Democratic Primaries
In reply to the discussion: What will happen when the billionaires and the corporations are gone? [View all]Moostache
(11,297 posts)The concept you seem to be promoting is not accounting for the nature of progressive taxation, instead focusing on the "fairness" argument of the uber-wealthy.

Billionaires being taxed at a high rate does not stop tax collection at lower levels, not in any sense. It simply begins to level the field from the top down. If Billionaires are forced into lower tax brackets due to divestment from their corporate or business entities, then that money does not evaporate and disappear from the overall economy. It is simply circulated through the larger economy instead of coagulating inside the investment vehicles of a single person.
Our current tax structure, especially when considering capital gains rates and corporate giveaways, is a classic regressive system - allowing the richest among our society to pay LESS as an overall percentage of wealth than the poorest pay.
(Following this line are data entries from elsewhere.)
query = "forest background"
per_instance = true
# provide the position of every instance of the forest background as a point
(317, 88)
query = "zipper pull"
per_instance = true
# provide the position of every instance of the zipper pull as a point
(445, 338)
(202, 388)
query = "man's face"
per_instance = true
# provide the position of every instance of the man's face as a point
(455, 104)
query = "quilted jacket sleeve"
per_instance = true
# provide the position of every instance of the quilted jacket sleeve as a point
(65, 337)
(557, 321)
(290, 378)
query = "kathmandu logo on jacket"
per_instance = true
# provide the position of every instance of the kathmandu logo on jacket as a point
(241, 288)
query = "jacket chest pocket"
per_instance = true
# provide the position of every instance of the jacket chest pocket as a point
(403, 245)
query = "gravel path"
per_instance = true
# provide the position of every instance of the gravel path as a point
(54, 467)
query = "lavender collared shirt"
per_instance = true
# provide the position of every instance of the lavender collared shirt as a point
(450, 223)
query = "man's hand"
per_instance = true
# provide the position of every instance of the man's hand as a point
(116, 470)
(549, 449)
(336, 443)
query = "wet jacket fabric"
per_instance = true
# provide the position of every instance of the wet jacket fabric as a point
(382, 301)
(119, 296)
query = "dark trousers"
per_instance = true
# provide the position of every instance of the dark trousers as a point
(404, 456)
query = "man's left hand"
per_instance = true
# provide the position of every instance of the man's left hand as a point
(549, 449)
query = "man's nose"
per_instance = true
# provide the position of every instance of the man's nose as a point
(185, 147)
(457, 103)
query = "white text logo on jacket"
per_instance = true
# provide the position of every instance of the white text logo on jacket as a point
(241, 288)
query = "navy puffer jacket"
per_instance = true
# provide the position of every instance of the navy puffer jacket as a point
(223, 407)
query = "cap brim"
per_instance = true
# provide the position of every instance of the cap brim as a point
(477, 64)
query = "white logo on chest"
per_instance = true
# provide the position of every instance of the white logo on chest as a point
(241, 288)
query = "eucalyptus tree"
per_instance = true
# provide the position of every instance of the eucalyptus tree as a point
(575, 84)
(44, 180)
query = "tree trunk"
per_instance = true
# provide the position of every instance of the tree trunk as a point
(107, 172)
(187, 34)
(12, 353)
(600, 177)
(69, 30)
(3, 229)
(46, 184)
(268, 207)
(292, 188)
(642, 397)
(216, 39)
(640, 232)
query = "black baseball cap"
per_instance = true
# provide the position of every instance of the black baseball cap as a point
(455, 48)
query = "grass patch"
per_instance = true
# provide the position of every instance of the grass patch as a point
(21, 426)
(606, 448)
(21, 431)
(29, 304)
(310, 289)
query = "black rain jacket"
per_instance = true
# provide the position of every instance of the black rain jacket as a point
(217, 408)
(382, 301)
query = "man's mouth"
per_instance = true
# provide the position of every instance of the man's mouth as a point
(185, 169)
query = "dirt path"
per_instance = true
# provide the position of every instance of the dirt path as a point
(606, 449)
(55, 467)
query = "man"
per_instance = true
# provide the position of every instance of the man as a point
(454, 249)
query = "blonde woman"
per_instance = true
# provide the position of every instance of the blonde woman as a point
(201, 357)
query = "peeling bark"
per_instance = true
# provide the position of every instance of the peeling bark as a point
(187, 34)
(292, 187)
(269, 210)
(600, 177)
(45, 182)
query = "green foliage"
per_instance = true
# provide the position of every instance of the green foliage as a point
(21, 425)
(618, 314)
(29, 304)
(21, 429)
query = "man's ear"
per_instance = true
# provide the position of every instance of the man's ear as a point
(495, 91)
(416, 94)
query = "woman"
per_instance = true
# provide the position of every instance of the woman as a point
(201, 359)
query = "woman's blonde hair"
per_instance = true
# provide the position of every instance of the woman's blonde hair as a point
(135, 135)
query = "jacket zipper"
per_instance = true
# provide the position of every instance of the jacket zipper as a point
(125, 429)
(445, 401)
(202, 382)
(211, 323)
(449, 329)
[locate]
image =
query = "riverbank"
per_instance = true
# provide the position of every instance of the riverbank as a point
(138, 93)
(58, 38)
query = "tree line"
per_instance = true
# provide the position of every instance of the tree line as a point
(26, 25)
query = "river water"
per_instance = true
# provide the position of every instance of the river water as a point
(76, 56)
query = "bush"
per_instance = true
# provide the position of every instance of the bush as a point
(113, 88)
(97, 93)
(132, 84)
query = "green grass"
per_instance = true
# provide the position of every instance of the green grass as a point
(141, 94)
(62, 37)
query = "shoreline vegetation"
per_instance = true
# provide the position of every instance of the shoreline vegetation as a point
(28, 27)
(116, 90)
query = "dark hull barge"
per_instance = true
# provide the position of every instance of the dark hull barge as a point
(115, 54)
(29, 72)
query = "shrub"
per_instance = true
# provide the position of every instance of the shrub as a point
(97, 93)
In addition to income taxes becoming regressive more than progressive in reality, the poor are also disproportionally hit by duties on alcohol, tobacco, and other 'sin taxes' where governments raise revenues by taxing activities that are more likely to occur among lower income brackets.
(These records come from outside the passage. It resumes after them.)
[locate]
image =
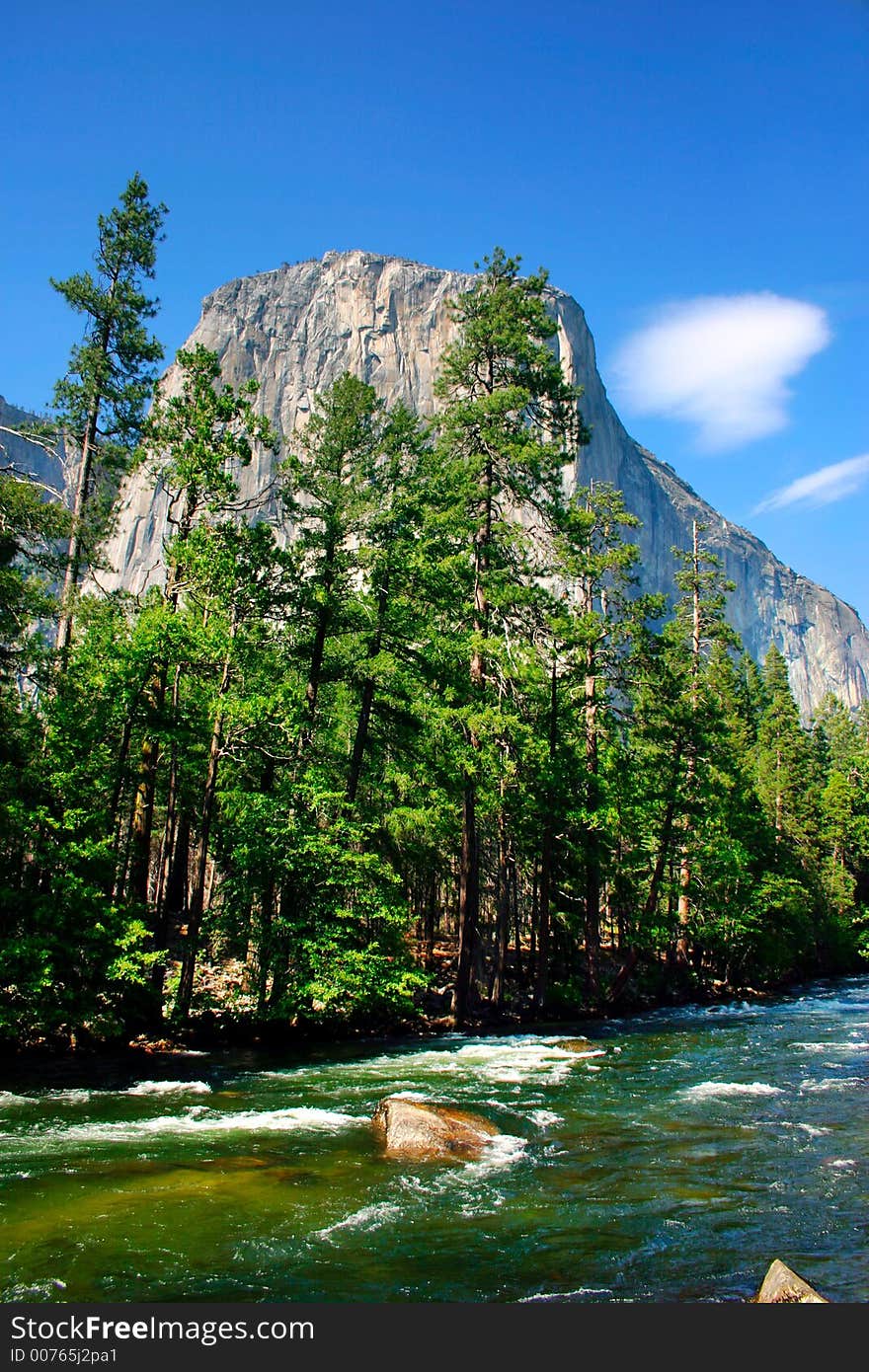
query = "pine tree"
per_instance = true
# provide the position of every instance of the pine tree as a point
(102, 398)
(507, 428)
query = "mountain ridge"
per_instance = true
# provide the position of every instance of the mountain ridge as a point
(296, 327)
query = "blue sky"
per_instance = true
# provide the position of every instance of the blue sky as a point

Billionaires can all disappear tomorrow and the taxes that would be due on the money they "earn" would simply need to be distributed wider and taxed at lower rates but still generating the same revenue stream to fund government services and programs to help equalize access to things that currently are gated off by income rates - like healthcare, education, business and financial opportunities and more.
Distribution is looked at as a dirty word in politics because of the cheap thrills of attack ads and the minuscule attention span of the "undecided" voter. In reality, without fair distribution of capital, access and opportunity, you get the kind of wealth concentration we have right now....same as we had before the last Depression and calamitous era from 1929 through 1945. Proper, functional distribution of goods and services grows an economy, while proper distribution of the gains and wealth of nations drives a society to achieve more together than individuals can alone - even that is NOT measured in cars, boats, houses and bank statements but instead by health and happiness of the population, percentages of people in meaningful careers and working at tasks that bring adequate remuneration to provide for a family without the stigma of "welfare" when one is employed and working full time hours (or more)....
We're on that EXACT same trajectory now...democracy is on the ropes around the world, the rule of law is dead in America and the climate disaster is going to force a lot of people to do things that they would never have thought possible in 1985 or 2005, but by 2025 (without MAJOR structural changes across the world) may become inevitable.